In a terse one-page ruling, U.S. District Judge David Hittner accepted the mediated $1.9 million settlement Bland’s mother Geneva Reed-Veal made with Waller County officials and the state trooper who arrested her.

The trooper, Brian Encinia, was fired from the department and faces a criminal charge of perjury for how he handled the case.

Bland’s arrest and death became a focal point of the Black Lives Matter movement, focusing on police officers’ treatment of African-Americans.
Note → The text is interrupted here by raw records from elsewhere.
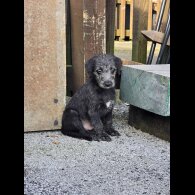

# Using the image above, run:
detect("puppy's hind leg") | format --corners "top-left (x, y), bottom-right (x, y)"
top-left (61, 109), bottom-right (98, 141)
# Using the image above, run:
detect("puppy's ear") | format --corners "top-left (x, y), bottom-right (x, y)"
top-left (114, 56), bottom-right (122, 89)
top-left (114, 56), bottom-right (122, 75)
top-left (85, 56), bottom-right (97, 77)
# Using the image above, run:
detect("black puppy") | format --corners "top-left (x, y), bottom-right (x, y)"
top-left (62, 54), bottom-right (122, 141)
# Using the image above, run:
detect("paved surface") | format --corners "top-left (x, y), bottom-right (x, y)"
top-left (24, 104), bottom-right (170, 195)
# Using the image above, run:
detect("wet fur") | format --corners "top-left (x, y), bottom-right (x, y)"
top-left (61, 54), bottom-right (122, 141)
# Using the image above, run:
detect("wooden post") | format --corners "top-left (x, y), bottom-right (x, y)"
top-left (70, 0), bottom-right (106, 92)
top-left (129, 0), bottom-right (133, 39)
top-left (161, 0), bottom-right (170, 32)
top-left (132, 0), bottom-right (149, 64)
top-left (106, 0), bottom-right (116, 54)
top-left (24, 0), bottom-right (66, 131)
top-left (119, 0), bottom-right (126, 41)
top-left (148, 0), bottom-right (153, 30)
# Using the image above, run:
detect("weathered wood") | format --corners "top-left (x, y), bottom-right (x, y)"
top-left (160, 0), bottom-right (170, 32)
top-left (70, 0), bottom-right (106, 92)
top-left (106, 0), bottom-right (116, 54)
top-left (24, 0), bottom-right (66, 131)
top-left (129, 0), bottom-right (133, 39)
top-left (119, 0), bottom-right (126, 41)
top-left (132, 0), bottom-right (149, 64)
top-left (141, 30), bottom-right (170, 46)
top-left (70, 0), bottom-right (85, 92)
top-left (128, 105), bottom-right (170, 141)
top-left (120, 64), bottom-right (170, 116)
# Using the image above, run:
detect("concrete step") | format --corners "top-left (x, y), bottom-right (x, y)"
top-left (120, 64), bottom-right (170, 116)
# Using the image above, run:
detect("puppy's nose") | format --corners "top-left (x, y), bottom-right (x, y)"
top-left (104, 81), bottom-right (112, 87)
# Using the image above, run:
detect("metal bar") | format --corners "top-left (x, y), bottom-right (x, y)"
top-left (166, 48), bottom-right (170, 64)
top-left (147, 0), bottom-right (166, 64)
top-left (156, 10), bottom-right (170, 64)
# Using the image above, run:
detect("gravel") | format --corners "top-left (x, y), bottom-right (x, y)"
top-left (24, 102), bottom-right (170, 195)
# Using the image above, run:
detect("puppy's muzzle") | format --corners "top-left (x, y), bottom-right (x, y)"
top-left (104, 80), bottom-right (113, 87)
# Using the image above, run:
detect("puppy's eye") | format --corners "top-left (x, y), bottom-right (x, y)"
top-left (96, 69), bottom-right (102, 74)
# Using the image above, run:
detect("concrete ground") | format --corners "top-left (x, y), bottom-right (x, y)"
top-left (114, 41), bottom-right (160, 64)
top-left (24, 103), bottom-right (170, 195)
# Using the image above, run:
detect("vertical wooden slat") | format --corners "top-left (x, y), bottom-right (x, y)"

In mid-September, Bland’s mother announced the parties had reached the $1.9 million settlement of the suit. County officials agreed to make steps toward improving how inmates are booked and supervised at the jail and other rural facilities that lack medical services on site.

Bland, who was from Chicago, had just relocated to Waller County and gotten a job at her alma mater, Prairie View A&M University, when she was stopped by Encinia for failing to signal a lane change.

Encinia, on a dash-cam video that went viral after Bland’s death, ordered Bland to get out of the car and after a scuffle off camera, arrested her.

Bland told officials at the jail she had previously attempted suicide but was not suicidal. The medical examiner ruled she died by hanging in her jail cell three days later. Her family said communications broke down over the weekend and they were unable to get her bonded out.

When she announced a settlement was in the works in the wrongful death suit, Bland’s mother, Reed-Veal, said she thought the resolution would have “a rippling effect across the country.”

“I’m hopeful there won’t be any more unlawful arrests. I’m hopeful with this spotlight and this settlement that others don’t have to receive a call from 1,000 miles away that their child is on the way to the morgue,” she said.